Nicholas Lativy via flickr.com

More tanks from the Chernobyl zone, these vehicles look as though they were abandoned in the middle of a military exercise. As plant life begins to return to the area, it is quickly overtaking the tanks.

Kabul, Afghanistan


Kandahar isn’t the only place the Soviet troops ditched their tanks. This graveyard in Kabul provides a hint of just how big the Soviet Army was in the 1980s.

Kabul, Afghanistan

SWAMPFOX_REDLEG via flickr.com

Soviet tanks sit next to dilapidating buildings in Kabul. The city as the starting point for the conflict, with 700 soviet troops occupied the major buildings in the city, including the military training center.

Camp Taji, Iraq


Camp Taji, or Camp Cooke, was established by the coalition forces near the town of Taji. The camp came under attack numerous times between 2004 and 2011. The desert-camouflaged tanks remain abandoned, though the base is now home to the Iraqi Army and National Guard.

Camp Taji In Iraq

The Pine City Pioneer via presspubs.com

In addition to tanks, the graveyard at Camp Taji also houses several other U.S. military weapons. The military used M102 Howitzers, which can fire up to 10 rounds of 105mm artillery each minute.

Gulf War In Kuwait

Natalya Marquand via 1000amazingplaces.blogspot.hu

Operation Desert Storm resulted in its share of military litter, including these tanks located in Kuwait. When the invading forces left, the tanks remained as remnants of the fierce fighting.

Gulf War In Kuwait

Natalya Marquand via 1000amazingplaces.blogspot.hu

Inexplicably, some of the tanks left behind in Kuwait appear to have been stacked on top of each other. The heavy machinery sits in the desert sun to rust and decay.

Tank Graveyard, Germany

Batram via flickr.com

Cold War-era tanks sit ready for scrapping at this graveyard in Germany. This facility houses tens of thousands of tanks from all over the world.
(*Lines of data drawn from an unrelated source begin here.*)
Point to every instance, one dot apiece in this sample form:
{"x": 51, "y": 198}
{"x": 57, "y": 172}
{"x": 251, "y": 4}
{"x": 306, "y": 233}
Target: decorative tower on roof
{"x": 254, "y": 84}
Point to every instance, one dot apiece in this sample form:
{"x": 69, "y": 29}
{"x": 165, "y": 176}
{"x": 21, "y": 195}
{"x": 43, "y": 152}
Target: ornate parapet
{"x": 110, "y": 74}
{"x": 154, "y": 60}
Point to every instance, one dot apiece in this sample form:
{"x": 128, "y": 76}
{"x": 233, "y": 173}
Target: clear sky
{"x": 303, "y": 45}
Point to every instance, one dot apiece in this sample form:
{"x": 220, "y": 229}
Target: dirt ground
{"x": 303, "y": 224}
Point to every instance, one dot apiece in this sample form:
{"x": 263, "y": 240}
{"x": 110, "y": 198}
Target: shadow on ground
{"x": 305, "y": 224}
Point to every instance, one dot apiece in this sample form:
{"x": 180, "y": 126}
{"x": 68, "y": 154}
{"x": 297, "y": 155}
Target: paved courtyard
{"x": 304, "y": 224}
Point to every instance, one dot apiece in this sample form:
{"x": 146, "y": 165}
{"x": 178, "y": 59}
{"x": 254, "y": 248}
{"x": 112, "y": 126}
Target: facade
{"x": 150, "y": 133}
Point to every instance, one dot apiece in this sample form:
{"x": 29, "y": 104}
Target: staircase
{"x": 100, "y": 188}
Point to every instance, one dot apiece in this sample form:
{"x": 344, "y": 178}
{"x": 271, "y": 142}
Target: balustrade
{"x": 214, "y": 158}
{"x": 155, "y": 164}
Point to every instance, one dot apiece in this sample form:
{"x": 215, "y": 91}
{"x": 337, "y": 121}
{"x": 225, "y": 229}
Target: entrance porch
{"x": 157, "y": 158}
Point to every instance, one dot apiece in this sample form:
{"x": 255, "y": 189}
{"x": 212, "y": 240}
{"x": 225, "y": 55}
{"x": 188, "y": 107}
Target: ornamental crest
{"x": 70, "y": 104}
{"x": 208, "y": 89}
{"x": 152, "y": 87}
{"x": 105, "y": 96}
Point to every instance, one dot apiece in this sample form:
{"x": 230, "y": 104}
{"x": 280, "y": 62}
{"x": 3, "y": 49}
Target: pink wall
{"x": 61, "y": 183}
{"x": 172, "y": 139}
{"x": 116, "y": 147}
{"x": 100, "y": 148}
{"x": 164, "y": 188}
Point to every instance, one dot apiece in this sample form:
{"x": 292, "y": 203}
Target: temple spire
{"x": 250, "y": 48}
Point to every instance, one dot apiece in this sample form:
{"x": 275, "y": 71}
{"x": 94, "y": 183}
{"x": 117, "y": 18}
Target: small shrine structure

What were once powerful symbols of force are reduced to scrap and rubble at this facility.

Tank Graveyard, Germany

Batram via flickr.com

The field of tanks waiting for disassembly at this German tank graveyard is awe-inspiring. The camouflaged paint blends with the natural surroundings, adding to the creepy factor for this graveyard site.

Russian Tanks in Kharkiv, Ukraine

paul_itk via livejournal.com

A secret tank depot in Kharkiv, Ukraine serves as a reminder of Russia’s immense military presence in the surrounding region. A factory floor is filled with tank engines that have fallen into disrepair, while the outside of the facility is surrounded by massive tanks.